ツェイルの存在一つで、こうも皇弟殿下は様子を変える。
「ガルデアがヒーデを拒絶しているから、僕も中に入れない……」
隣接している寝室の扉を睨みながら、ツァインは忌々しげに言った。
「なにやったの、侍従長」
「おれはなにもしてませんよ。姫を、望んだ場所へお連れしただけです」
「それはどこ」
「姫が口を閉ざしているのに、おれからそれを申し上げるわけにはいきません」
珍しくもラクウィルは笑っておらず、張りつけたような無表情だった。
「ラク、言え」
「言えません」
「幾度も言わせるな。どこに行っていた」
問答は、ユグドたちが到着する前から繰り返されているのだろう。
ラクウィルの口の堅さからすると、なんとなく、いやな感じがする。
「とにかく、姫は帰られました。サリヴァン、おれを罰するなら、どうぞ罰してください」
「行き先を言ったらな」
「それは無理です。拷問を受けても、おれは言いませんよ」
「ラク、いい加減にしろ」
「お好きに、罰してください」
それまでサリヴァンを冷静にさせようとしていたのに、いつのまにか挑発するような立場に回っているラクウィルは、まるでツェイルと同じ立場に回っているかのようだった。

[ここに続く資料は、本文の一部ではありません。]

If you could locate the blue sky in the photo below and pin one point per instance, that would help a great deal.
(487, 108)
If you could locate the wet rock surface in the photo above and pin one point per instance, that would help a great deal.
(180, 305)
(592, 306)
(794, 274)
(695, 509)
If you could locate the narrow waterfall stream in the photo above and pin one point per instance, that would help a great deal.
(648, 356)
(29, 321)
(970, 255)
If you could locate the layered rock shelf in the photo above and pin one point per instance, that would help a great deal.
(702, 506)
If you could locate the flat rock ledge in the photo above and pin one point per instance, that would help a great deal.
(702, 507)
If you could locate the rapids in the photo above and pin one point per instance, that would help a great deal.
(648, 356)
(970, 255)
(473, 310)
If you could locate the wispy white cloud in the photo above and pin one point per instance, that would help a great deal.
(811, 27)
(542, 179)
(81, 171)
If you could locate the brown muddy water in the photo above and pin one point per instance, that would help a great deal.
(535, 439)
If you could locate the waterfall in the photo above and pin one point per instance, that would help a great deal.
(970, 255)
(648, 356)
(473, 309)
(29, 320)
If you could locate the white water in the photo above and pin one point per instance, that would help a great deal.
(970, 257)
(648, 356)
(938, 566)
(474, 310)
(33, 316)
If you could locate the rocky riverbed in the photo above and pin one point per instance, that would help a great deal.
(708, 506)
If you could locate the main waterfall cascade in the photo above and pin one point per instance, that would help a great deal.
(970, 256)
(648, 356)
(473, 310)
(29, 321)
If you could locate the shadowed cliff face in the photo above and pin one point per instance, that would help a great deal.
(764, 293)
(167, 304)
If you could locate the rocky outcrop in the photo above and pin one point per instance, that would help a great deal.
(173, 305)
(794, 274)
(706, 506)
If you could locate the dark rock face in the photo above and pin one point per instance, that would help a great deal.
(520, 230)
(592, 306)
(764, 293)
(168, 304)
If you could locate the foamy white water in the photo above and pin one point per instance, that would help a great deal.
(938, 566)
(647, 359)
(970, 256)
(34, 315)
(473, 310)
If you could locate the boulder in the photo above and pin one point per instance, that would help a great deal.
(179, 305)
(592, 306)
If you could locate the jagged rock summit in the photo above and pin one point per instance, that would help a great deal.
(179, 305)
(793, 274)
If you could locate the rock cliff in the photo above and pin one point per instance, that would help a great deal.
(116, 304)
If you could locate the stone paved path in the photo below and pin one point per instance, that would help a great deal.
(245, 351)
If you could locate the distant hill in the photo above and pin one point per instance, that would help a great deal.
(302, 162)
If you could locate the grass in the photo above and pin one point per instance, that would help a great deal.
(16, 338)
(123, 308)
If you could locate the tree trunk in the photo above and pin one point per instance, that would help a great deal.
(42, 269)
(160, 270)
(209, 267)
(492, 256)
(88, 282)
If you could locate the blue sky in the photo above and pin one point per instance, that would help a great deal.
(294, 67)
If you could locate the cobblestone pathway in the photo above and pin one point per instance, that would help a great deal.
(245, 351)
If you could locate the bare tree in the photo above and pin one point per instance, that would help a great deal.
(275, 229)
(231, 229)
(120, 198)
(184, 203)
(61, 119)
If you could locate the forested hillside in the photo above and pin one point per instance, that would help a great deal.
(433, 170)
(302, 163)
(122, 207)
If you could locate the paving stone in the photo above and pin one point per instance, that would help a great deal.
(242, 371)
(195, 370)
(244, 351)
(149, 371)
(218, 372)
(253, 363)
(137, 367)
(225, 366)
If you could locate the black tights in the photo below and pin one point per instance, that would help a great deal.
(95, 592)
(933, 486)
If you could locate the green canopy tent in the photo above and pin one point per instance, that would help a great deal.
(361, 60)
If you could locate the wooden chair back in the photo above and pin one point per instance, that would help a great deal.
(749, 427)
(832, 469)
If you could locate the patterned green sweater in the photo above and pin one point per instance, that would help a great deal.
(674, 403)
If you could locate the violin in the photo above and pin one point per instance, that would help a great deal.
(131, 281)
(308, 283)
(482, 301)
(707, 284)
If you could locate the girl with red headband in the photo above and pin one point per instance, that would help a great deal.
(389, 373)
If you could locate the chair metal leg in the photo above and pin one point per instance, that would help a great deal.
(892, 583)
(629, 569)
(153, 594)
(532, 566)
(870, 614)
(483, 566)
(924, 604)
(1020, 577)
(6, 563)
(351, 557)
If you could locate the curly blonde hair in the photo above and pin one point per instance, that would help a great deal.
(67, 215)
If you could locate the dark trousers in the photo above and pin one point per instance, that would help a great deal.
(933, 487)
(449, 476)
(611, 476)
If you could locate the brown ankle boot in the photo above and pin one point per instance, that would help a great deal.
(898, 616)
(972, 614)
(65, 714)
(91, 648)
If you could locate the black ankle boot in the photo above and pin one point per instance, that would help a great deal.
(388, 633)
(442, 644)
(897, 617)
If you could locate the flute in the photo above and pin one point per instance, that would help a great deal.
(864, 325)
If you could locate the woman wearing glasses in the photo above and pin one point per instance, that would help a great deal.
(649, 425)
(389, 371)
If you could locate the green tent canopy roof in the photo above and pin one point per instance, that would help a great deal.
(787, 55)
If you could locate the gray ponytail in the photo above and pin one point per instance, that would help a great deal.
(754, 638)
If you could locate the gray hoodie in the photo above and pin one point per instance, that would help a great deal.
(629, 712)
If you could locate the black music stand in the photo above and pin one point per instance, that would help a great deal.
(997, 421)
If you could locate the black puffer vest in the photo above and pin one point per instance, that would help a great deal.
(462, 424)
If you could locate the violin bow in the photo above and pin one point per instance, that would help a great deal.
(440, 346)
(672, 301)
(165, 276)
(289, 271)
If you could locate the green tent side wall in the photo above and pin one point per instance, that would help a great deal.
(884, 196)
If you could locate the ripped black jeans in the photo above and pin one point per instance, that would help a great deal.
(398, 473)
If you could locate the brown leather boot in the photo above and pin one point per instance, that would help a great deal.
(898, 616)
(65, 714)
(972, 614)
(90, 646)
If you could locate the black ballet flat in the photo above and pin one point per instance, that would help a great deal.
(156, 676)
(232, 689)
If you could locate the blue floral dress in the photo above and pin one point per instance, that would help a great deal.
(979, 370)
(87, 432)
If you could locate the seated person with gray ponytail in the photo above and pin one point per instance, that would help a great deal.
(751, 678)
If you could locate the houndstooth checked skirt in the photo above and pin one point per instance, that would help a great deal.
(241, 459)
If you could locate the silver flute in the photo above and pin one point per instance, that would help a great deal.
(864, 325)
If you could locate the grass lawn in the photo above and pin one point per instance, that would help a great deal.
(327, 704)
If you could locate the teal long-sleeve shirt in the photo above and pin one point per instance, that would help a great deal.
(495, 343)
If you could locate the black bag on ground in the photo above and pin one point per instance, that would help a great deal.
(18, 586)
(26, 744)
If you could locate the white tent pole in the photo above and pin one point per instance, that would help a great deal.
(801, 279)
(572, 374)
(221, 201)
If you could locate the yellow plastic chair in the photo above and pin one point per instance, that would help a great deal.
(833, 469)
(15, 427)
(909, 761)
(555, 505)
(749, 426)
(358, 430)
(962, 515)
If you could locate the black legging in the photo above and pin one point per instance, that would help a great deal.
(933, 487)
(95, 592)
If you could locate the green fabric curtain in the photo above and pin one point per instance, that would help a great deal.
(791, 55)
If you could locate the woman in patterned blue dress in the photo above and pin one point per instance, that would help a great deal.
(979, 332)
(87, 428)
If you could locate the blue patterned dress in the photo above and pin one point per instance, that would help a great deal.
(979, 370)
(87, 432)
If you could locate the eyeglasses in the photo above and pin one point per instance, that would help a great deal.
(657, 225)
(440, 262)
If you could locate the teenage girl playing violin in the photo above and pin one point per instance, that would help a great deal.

いや、実際にラクウィルは、ツェイルからなにかしら聞き出し、それに賛同したのだろう。
だからツェイルを、望んだ場所へと連れて行ったのだ。
そしてツェイルが部屋に籠もってしまうような事態を、ラクウィルは目の当たりにした。
「なにがあったのか、話してもらいたい」
ユグドも申し出たが、ラクウィルは表情を変えない。
「なにを言われようと、おれは、言いません」
「ラクウィル」
「いやです」
あまりの頑なな態度に、ため息が出る。
そうしてふと、ユグドは気づいた。
ラクウィルがこういう態度を取るということは、サリヴァンになにか、関係しているのではないか。そう、たとえばよくないこと、悪いことだ。ラクウィルの世界は、サリヴァンとツェイル、ふたりで回っている。最優先事項のふたりのことになると、ラクウィルは様相を変えるのだ。
どうすれば、それを聞き出せるだろう。
沈黙が部屋を包んだときだ。
かたり、と露台の窓が静かに開く。
ユグドはその唐突さに咄嗟に剣の柄を握り、またナイレンやツァイン、ラクウィルに至っても同様に剣に腕が伸びた。
しかし。
「警備が甘いなあ、サリヴァン?」
そう言いながら露台から入って来た珍客は、とんでもない御仁だった。
「シエ、スタ……っ」
これまでに見せたことのない瞬発力で、サリヴァンが長椅子から飛び退いて部屋の隅まで逃げた。その顔は蒼褪め、背中は取られるものかとばかりに壁に押しつけられ、恐怖に全身を引き攣らせている。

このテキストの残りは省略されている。